Relationships are how tables are linked to each other. How an entity in one table might rely on an entity (or entities) in another table.
Relationships can be described with 3 constraints: Degree, Cardinality and Participation
Degree
Unary
A unary relationship occurs when the table has a relationship with itself.
Example – A staff table could have a supervisor column that refers to another member of staff.
Binary
The most common relationship is where one entity has a relation with another.
Example – A staff table has a binary relation with a next of kin table.
Ternary
In a ternary relationship there are 3 entities all relating to one another.

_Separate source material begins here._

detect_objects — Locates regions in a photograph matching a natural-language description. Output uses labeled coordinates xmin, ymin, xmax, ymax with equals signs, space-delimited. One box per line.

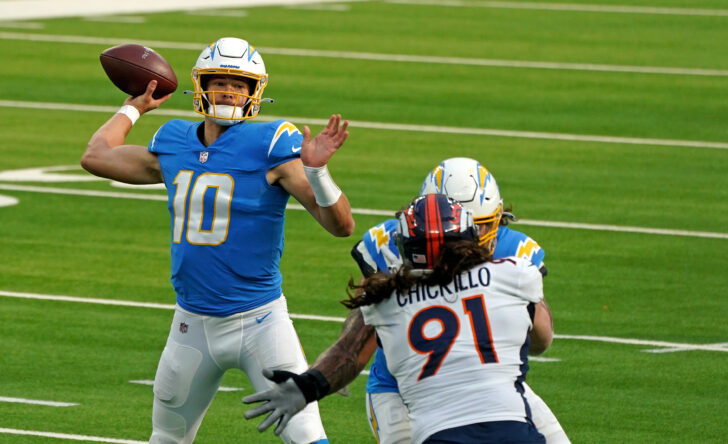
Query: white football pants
xmin=149 ymin=297 xmax=327 ymax=444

Example – A staff table is in a ternary relationship with a department and manager table.
N-ary
In a n-ary relationship there are N entities all relating to one another. N-ary relationships are thankfully uncommon.
Cardinality
Relationships between two tables can be categorised into one of the following:
One-to-one
Example – A member of staff must have a single next of kin record
One-to-many
Example – A member of staff might have multiple pieces of company equipment assigned to them
Many-to-many
Example – Members of staff might be on multiple training courses.
Participation
Mandatory (full)
In a mandatory relation, all the entities must exist and be related.
Example – all employee entities must have a contact details entity linked to them.
Optional (partial)
In an optional relation, the entities and relations exist as needed.

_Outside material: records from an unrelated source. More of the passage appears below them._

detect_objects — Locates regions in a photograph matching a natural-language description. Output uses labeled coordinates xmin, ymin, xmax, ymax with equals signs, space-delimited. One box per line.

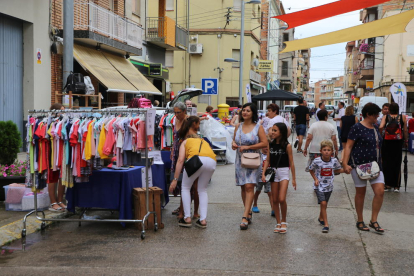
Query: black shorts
xmin=314 ymin=189 xmax=332 ymax=204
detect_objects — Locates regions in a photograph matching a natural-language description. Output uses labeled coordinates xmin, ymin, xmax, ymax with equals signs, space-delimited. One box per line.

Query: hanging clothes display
xmin=26 ymin=109 xmax=159 ymax=190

Example – employee entities might have one or more company equipment entities linked to them.
Keys
Keys are used to identify entities.
Primary keys
A primary key is a field that can uniquely identify an entity in a table.
Usually it will be an id such as a number that automatically increments each time an entity is added to the table.
But if unique data exists within the table you can use that as the primary key. For example a table that has a National Insurance number or a student ID in a school could use that as a primary key.
The Entity Integrity rule states that every table must have a primary key column containing values that are unique and not null.
Surrogate key
A surrogate key is just when a field is created specifically to be a key. In other words there was no naturally occurring unique data in that table.
So an auto incrementing number added just to uniquely identify an entity is both a surrogate and primary key.
Composite key
A composite key is when two or more fields are used in conjunction to uniquely identify an entity.
We can’t use either the subject or teacher to find the room as each subject and teach occurs multiple times. But we can use a composite made from the subject and teacher as a key.
Foreign keys
Foreign keys are attributes that contain the primary key of another table. They are used to identify a relationship between the tables.
For example a next of kin table might have a column called employee_id which stores the id from the employee table where it is a primary key. In the next of kin table this employee_id column is a foreign key.
Compound keys
Compound keys are similar to composite keys in that they use two or more fields together to make a unique identifier.
Compound keys use foreign key attributes to form the key for this table.